1. De Viracocha au « Dieu Soleil ».

 

Viracocha est sans doute la plus ancienne divinité du panthéon inca. Considéré comme le créateur et le souverain de tout être vivant, il a présidé à plusieurs créations successives de l’univers et des hommes. Viracocha fut donc, à l’origine, élevé au rang de dieu suprême céleste, mais il fut peu à peu remplacé par le Dieu Soleil (certains commentateurs affirment cependant que le culte de Viracocha pourrait être postérieur à celui du Soleil; ce problème chronologique, faut de témoignages suffisants, ne pourra sans doute jamais trouver une solution définitive). Le Soleil fut donc bientôt placé au centre du panthéon inca, mais Viracocha n’en garda pas moins un ascendant certain sur les autres divinités de ce panthéon qui sont considérées comme autant de délégués chargés de veiller à la bonne marche des affaires humaines. Il va sans dire que les croyances des Incas furent stigmatisées et diabolisées par les commentateurs chrétiens qui assimilèrent les divinités incas à Satan : « Juan de Betanzos, écrivant un siècle avant Cobo, concluait que la « confusion » était due à une cause plus sinistre, et il nommait expressément le diable.
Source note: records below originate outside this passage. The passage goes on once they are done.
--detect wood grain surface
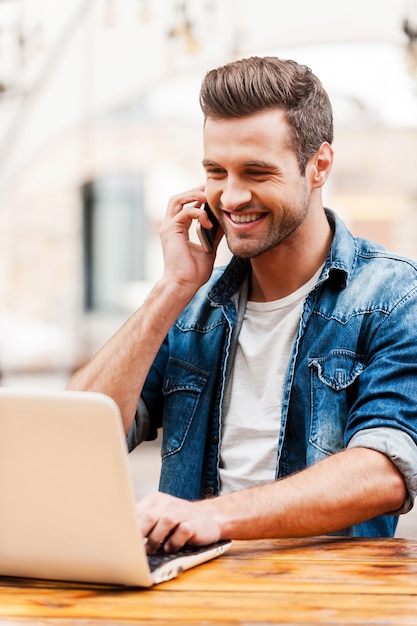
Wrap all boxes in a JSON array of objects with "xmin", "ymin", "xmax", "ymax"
[{"xmin": 0, "ymin": 537, "xmax": 416, "ymax": 625}]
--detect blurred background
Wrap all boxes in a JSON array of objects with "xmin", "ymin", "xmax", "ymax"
[{"xmin": 0, "ymin": 0, "xmax": 417, "ymax": 535}]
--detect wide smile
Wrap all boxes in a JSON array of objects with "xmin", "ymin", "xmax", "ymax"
[
  {"xmin": 227, "ymin": 212, "xmax": 267, "ymax": 225},
  {"xmin": 225, "ymin": 211, "xmax": 268, "ymax": 234}
]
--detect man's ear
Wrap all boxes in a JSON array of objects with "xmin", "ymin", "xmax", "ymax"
[{"xmin": 309, "ymin": 142, "xmax": 333, "ymax": 189}]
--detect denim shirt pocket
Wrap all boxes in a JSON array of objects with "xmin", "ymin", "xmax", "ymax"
[
  {"xmin": 308, "ymin": 350, "xmax": 364, "ymax": 456},
  {"xmin": 161, "ymin": 357, "xmax": 209, "ymax": 458}
]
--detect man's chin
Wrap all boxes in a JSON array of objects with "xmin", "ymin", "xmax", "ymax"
[{"xmin": 226, "ymin": 237, "xmax": 274, "ymax": 260}]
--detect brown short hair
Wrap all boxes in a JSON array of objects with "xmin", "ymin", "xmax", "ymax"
[{"xmin": 199, "ymin": 56, "xmax": 333, "ymax": 174}]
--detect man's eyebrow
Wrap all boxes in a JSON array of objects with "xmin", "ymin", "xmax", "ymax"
[
  {"xmin": 202, "ymin": 159, "xmax": 277, "ymax": 169},
  {"xmin": 243, "ymin": 160, "xmax": 277, "ymax": 169},
  {"xmin": 202, "ymin": 159, "xmax": 221, "ymax": 167}
]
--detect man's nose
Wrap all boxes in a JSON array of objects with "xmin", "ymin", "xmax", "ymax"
[{"xmin": 220, "ymin": 180, "xmax": 252, "ymax": 212}]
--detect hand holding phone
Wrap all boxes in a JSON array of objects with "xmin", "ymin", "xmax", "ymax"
[{"xmin": 196, "ymin": 203, "xmax": 219, "ymax": 253}]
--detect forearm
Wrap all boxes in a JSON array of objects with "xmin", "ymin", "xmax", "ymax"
[
  {"xmin": 67, "ymin": 279, "xmax": 194, "ymax": 433},
  {"xmin": 67, "ymin": 187, "xmax": 219, "ymax": 434},
  {"xmin": 211, "ymin": 447, "xmax": 407, "ymax": 539},
  {"xmin": 137, "ymin": 447, "xmax": 407, "ymax": 552}
]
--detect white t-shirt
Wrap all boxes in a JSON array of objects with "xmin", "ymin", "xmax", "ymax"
[{"xmin": 219, "ymin": 268, "xmax": 322, "ymax": 494}]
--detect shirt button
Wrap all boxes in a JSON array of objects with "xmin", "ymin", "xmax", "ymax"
[
  {"xmin": 211, "ymin": 435, "xmax": 219, "ymax": 444},
  {"xmin": 205, "ymin": 486, "xmax": 215, "ymax": 497}
]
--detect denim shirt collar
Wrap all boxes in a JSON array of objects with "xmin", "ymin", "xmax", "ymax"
[{"xmin": 319, "ymin": 209, "xmax": 355, "ymax": 289}]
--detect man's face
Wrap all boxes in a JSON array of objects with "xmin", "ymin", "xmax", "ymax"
[{"xmin": 202, "ymin": 109, "xmax": 312, "ymax": 259}]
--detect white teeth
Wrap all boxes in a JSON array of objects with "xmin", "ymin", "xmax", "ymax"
[{"xmin": 229, "ymin": 213, "xmax": 262, "ymax": 224}]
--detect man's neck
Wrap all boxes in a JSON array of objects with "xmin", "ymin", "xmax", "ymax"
[{"xmin": 248, "ymin": 209, "xmax": 333, "ymax": 302}]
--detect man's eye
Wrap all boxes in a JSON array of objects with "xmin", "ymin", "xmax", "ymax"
[
  {"xmin": 248, "ymin": 170, "xmax": 269, "ymax": 177},
  {"xmin": 207, "ymin": 169, "xmax": 226, "ymax": 176},
  {"xmin": 256, "ymin": 168, "xmax": 275, "ymax": 175}
]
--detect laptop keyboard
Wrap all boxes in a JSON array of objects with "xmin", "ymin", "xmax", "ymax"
[{"xmin": 147, "ymin": 542, "xmax": 225, "ymax": 573}]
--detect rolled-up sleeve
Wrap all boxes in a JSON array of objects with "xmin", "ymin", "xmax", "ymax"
[
  {"xmin": 348, "ymin": 426, "xmax": 417, "ymax": 514},
  {"xmin": 126, "ymin": 396, "xmax": 152, "ymax": 452}
]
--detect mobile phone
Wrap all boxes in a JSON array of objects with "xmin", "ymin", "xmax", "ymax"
[{"xmin": 196, "ymin": 203, "xmax": 219, "ymax": 253}]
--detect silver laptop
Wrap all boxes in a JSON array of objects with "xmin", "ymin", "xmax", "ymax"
[{"xmin": 0, "ymin": 388, "xmax": 231, "ymax": 587}]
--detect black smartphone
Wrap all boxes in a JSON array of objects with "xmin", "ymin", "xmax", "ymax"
[{"xmin": 196, "ymin": 203, "xmax": 219, "ymax": 253}]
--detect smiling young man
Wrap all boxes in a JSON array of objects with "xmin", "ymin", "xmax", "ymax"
[{"xmin": 67, "ymin": 57, "xmax": 417, "ymax": 552}]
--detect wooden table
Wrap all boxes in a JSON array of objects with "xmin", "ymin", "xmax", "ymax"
[{"xmin": 1, "ymin": 536, "xmax": 417, "ymax": 625}]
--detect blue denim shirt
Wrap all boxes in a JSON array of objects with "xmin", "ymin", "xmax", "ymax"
[{"xmin": 128, "ymin": 210, "xmax": 417, "ymax": 537}]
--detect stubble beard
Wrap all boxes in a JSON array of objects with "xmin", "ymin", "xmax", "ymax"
[{"xmin": 223, "ymin": 197, "xmax": 310, "ymax": 260}]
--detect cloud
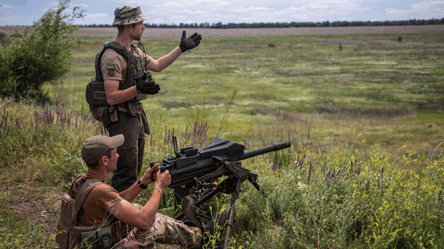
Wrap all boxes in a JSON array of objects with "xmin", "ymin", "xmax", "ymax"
[
  {"xmin": 185, "ymin": 0, "xmax": 231, "ymax": 5},
  {"xmin": 385, "ymin": 0, "xmax": 444, "ymax": 19},
  {"xmin": 75, "ymin": 12, "xmax": 110, "ymax": 24},
  {"xmin": 60, "ymin": 0, "xmax": 444, "ymax": 25},
  {"xmin": 162, "ymin": 2, "xmax": 184, "ymax": 8},
  {"xmin": 187, "ymin": 0, "xmax": 221, "ymax": 3},
  {"xmin": 230, "ymin": 6, "xmax": 274, "ymax": 13}
]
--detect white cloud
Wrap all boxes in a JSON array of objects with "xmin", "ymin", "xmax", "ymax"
[
  {"xmin": 216, "ymin": 2, "xmax": 230, "ymax": 6},
  {"xmin": 230, "ymin": 6, "xmax": 274, "ymax": 13},
  {"xmin": 187, "ymin": 0, "xmax": 221, "ymax": 4},
  {"xmin": 183, "ymin": 9, "xmax": 210, "ymax": 15},
  {"xmin": 162, "ymin": 2, "xmax": 185, "ymax": 8},
  {"xmin": 385, "ymin": 0, "xmax": 444, "ymax": 19}
]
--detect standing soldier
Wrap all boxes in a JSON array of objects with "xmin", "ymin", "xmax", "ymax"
[{"xmin": 97, "ymin": 6, "xmax": 202, "ymax": 192}]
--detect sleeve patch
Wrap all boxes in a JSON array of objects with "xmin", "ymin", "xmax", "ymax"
[{"xmin": 107, "ymin": 63, "xmax": 115, "ymax": 70}]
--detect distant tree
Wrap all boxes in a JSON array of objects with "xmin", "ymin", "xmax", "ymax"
[{"xmin": 0, "ymin": 0, "xmax": 84, "ymax": 102}]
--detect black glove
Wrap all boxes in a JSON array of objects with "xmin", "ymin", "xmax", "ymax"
[
  {"xmin": 136, "ymin": 80, "xmax": 160, "ymax": 95},
  {"xmin": 179, "ymin": 30, "xmax": 202, "ymax": 52}
]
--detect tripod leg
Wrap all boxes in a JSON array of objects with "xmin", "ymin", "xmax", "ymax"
[
  {"xmin": 248, "ymin": 173, "xmax": 267, "ymax": 198},
  {"xmin": 174, "ymin": 186, "xmax": 222, "ymax": 220},
  {"xmin": 223, "ymin": 178, "xmax": 241, "ymax": 249}
]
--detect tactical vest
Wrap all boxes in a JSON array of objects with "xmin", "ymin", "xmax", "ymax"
[
  {"xmin": 55, "ymin": 175, "xmax": 131, "ymax": 249},
  {"xmin": 86, "ymin": 41, "xmax": 147, "ymax": 122}
]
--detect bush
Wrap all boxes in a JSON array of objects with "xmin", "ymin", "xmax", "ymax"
[{"xmin": 0, "ymin": 0, "xmax": 84, "ymax": 101}]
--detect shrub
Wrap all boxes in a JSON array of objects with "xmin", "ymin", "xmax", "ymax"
[{"xmin": 0, "ymin": 0, "xmax": 84, "ymax": 101}]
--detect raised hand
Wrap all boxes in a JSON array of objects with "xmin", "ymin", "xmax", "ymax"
[{"xmin": 179, "ymin": 30, "xmax": 202, "ymax": 52}]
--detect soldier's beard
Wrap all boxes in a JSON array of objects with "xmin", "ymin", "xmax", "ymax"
[
  {"xmin": 136, "ymin": 33, "xmax": 144, "ymax": 41},
  {"xmin": 130, "ymin": 31, "xmax": 143, "ymax": 41}
]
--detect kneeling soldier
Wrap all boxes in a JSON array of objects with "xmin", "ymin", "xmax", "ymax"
[{"xmin": 56, "ymin": 135, "xmax": 209, "ymax": 248}]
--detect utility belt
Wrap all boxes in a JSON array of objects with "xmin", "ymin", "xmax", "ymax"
[
  {"xmin": 58, "ymin": 220, "xmax": 132, "ymax": 249},
  {"xmin": 90, "ymin": 101, "xmax": 150, "ymax": 134}
]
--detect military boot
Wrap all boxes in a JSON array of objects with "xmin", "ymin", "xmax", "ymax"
[{"xmin": 182, "ymin": 196, "xmax": 203, "ymax": 230}]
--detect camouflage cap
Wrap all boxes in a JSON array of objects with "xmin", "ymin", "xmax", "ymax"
[
  {"xmin": 112, "ymin": 6, "xmax": 147, "ymax": 26},
  {"xmin": 81, "ymin": 135, "xmax": 124, "ymax": 164}
]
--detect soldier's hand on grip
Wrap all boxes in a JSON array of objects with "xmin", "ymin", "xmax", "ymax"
[
  {"xmin": 179, "ymin": 30, "xmax": 202, "ymax": 52},
  {"xmin": 142, "ymin": 165, "xmax": 158, "ymax": 184},
  {"xmin": 156, "ymin": 169, "xmax": 172, "ymax": 191},
  {"xmin": 136, "ymin": 80, "xmax": 160, "ymax": 95}
]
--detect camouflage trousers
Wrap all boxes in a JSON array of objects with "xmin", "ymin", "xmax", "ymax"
[{"xmin": 112, "ymin": 213, "xmax": 202, "ymax": 249}]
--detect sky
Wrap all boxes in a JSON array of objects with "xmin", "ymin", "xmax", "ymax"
[{"xmin": 0, "ymin": 0, "xmax": 443, "ymax": 26}]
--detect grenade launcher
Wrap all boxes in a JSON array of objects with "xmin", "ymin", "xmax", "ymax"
[{"xmin": 150, "ymin": 137, "xmax": 291, "ymax": 248}]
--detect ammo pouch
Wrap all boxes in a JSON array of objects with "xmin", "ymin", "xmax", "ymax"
[
  {"xmin": 89, "ymin": 105, "xmax": 108, "ymax": 123},
  {"xmin": 127, "ymin": 101, "xmax": 143, "ymax": 116},
  {"xmin": 56, "ymin": 220, "xmax": 128, "ymax": 249},
  {"xmin": 80, "ymin": 226, "xmax": 113, "ymax": 249},
  {"xmin": 123, "ymin": 102, "xmax": 150, "ymax": 135},
  {"xmin": 86, "ymin": 81, "xmax": 108, "ymax": 106},
  {"xmin": 86, "ymin": 80, "xmax": 110, "ymax": 122}
]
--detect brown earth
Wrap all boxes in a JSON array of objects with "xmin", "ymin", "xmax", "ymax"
[
  {"xmin": 1, "ymin": 25, "xmax": 443, "ymax": 38},
  {"xmin": 1, "ymin": 177, "xmax": 62, "ymax": 239}
]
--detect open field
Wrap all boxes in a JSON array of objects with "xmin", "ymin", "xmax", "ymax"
[
  {"xmin": 1, "ymin": 26, "xmax": 444, "ymax": 248},
  {"xmin": 53, "ymin": 27, "xmax": 444, "ymax": 159},
  {"xmin": 1, "ymin": 25, "xmax": 443, "ymax": 37}
]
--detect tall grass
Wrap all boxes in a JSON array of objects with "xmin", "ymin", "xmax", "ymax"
[
  {"xmin": 1, "ymin": 96, "xmax": 444, "ymax": 248},
  {"xmin": 224, "ymin": 147, "xmax": 444, "ymax": 248}
]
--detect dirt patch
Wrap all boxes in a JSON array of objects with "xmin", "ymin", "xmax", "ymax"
[
  {"xmin": 1, "ymin": 25, "xmax": 443, "ymax": 38},
  {"xmin": 1, "ymin": 178, "xmax": 61, "ymax": 236}
]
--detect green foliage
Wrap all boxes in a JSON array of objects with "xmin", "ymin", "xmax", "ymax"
[
  {"xmin": 0, "ymin": 0, "xmax": 83, "ymax": 101},
  {"xmin": 0, "ymin": 98, "xmax": 100, "ymax": 183},
  {"xmin": 0, "ymin": 208, "xmax": 55, "ymax": 248},
  {"xmin": 398, "ymin": 35, "xmax": 403, "ymax": 42},
  {"xmin": 226, "ymin": 149, "xmax": 444, "ymax": 248}
]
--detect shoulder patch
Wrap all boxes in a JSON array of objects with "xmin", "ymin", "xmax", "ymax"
[{"xmin": 107, "ymin": 63, "xmax": 115, "ymax": 70}]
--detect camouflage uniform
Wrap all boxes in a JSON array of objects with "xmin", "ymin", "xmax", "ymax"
[{"xmin": 112, "ymin": 204, "xmax": 202, "ymax": 249}]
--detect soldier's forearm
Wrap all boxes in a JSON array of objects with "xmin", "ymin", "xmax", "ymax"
[
  {"xmin": 105, "ymin": 80, "xmax": 139, "ymax": 106},
  {"xmin": 119, "ymin": 179, "xmax": 144, "ymax": 202},
  {"xmin": 147, "ymin": 46, "xmax": 182, "ymax": 72},
  {"xmin": 138, "ymin": 189, "xmax": 162, "ymax": 229}
]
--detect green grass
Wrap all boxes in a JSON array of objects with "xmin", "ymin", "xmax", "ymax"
[
  {"xmin": 53, "ymin": 32, "xmax": 444, "ymax": 158},
  {"xmin": 1, "ymin": 30, "xmax": 444, "ymax": 248}
]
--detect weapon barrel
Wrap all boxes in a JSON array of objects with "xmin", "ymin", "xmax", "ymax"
[{"xmin": 236, "ymin": 141, "xmax": 291, "ymax": 161}]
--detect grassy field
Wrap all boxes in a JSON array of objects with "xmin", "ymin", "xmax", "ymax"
[
  {"xmin": 59, "ymin": 28, "xmax": 444, "ymax": 159},
  {"xmin": 1, "ymin": 27, "xmax": 444, "ymax": 248}
]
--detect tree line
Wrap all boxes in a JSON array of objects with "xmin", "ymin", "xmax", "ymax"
[{"xmin": 75, "ymin": 18, "xmax": 444, "ymax": 29}]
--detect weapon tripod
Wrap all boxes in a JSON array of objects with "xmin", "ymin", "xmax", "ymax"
[{"xmin": 174, "ymin": 157, "xmax": 267, "ymax": 249}]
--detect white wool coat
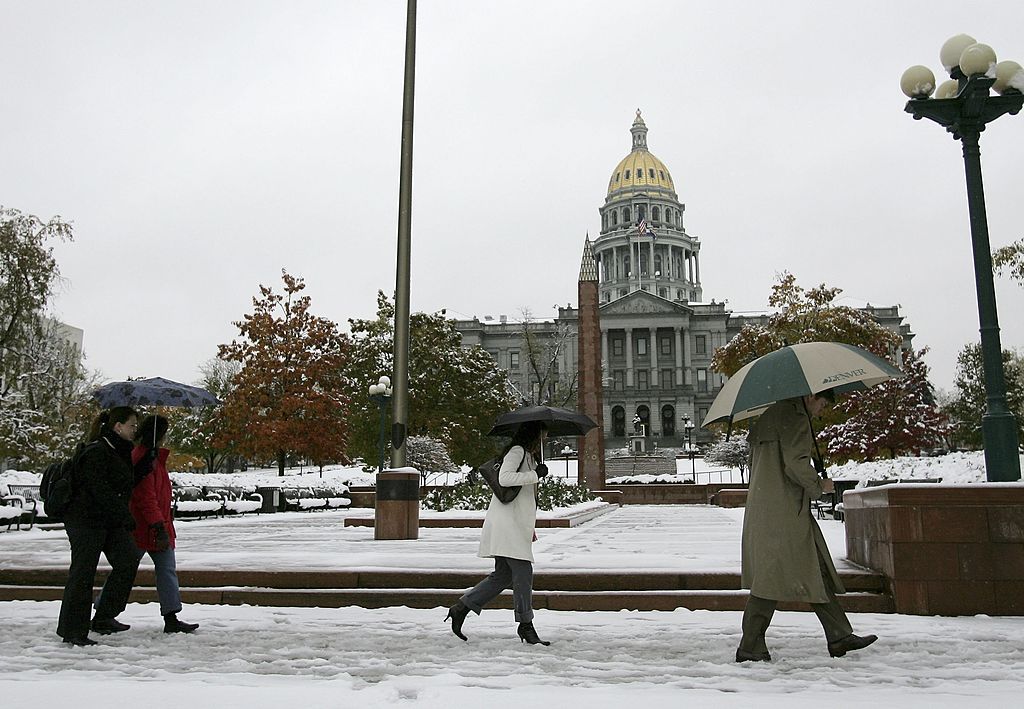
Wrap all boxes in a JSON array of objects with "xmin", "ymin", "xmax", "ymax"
[{"xmin": 478, "ymin": 445, "xmax": 541, "ymax": 562}]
Comme il l’explique, « parfois ils [les Indiens] tiennent le Soleil pour Créateur, d’autres fois ils disent que c’est Viracocha. Généralement, dans tout le pays et dans chacune de ses provinces, le diable les a plongés dans la confusion. Partout où il s’est montré, le diable leur a enseigné des milliers de mensonges et d’illusions. Ainsi les a-t-il trompés et aveuglés » » (Urton).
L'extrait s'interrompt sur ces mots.